OpenAI launches GPT-4o: Elevating ChatGPT with multimodal AI

Next-gen AI model, ChatGPT-4o, brings seamless voice and video capabilities to users

May 14, 2024 - 18:24

OpenAI launches GPT-4o: Elevating ChatGPT with multimodal AI

OpenAI has now released the GPT-4o, an evolution of its GPT-4 model that powers its flagship product, ChatGPT.

The most recent update "is much faster" and boosts "capabilities across text, vision, and audio," OpenAI CTO Mira Murati said in a livestream announcement on Monday, according to The Verge.

It will be free for all users, and paying users will continue to "have up to five times the capacity limits" of the free version, according to Murati.

According to an OpenAI blog post, GPT-4o's features "will be rolled out iteratively (with extended red team access starting today)," but both text and image capabilities will be available in ChatGPT as of today.

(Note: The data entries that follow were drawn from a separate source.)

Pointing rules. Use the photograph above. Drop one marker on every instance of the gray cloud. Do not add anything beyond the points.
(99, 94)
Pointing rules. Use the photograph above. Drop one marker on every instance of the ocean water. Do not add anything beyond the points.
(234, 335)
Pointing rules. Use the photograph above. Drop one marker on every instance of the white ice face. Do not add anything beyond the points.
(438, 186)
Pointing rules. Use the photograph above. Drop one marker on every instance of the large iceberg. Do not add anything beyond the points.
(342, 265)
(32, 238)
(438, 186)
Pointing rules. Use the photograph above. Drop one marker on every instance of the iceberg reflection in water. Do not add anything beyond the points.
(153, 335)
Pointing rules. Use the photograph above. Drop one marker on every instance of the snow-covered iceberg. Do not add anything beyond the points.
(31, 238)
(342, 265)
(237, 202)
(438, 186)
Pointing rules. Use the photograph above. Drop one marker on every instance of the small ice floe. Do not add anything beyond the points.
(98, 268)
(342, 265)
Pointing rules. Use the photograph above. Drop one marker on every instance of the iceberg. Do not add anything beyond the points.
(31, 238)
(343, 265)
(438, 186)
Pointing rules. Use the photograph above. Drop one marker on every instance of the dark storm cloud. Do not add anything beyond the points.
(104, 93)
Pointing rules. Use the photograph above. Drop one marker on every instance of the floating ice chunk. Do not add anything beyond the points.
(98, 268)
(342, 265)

Furthermore, OpenAI CEO Sam Altman stated that the model is “natively multimodal”. This means that the model has the ability to generate information and understand commands in voice, text, or graphics.

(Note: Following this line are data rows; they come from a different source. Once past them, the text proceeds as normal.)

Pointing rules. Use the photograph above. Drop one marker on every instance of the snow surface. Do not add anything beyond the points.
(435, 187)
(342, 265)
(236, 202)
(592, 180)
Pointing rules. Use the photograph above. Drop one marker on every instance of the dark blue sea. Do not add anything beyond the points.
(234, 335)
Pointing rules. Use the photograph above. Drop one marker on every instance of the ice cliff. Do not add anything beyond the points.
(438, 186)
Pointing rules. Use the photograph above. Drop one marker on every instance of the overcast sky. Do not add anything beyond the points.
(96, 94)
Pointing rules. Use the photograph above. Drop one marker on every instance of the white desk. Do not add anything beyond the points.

“Developers who want to tinker with GPT-4o will have access to the API, which is half the price and twice as fast as GPT-4-turbo,” Altman added on X.

Speech and video will be available to all users, free or paid, in the coming weeks. The crucial issue is to understand the difference between utilizing speech and video to connect with ChatGPT-4o.

These changes, according to OpenAI, are aimed at "reducing the friction" between "humans and machines" and "bringing AI to everyone".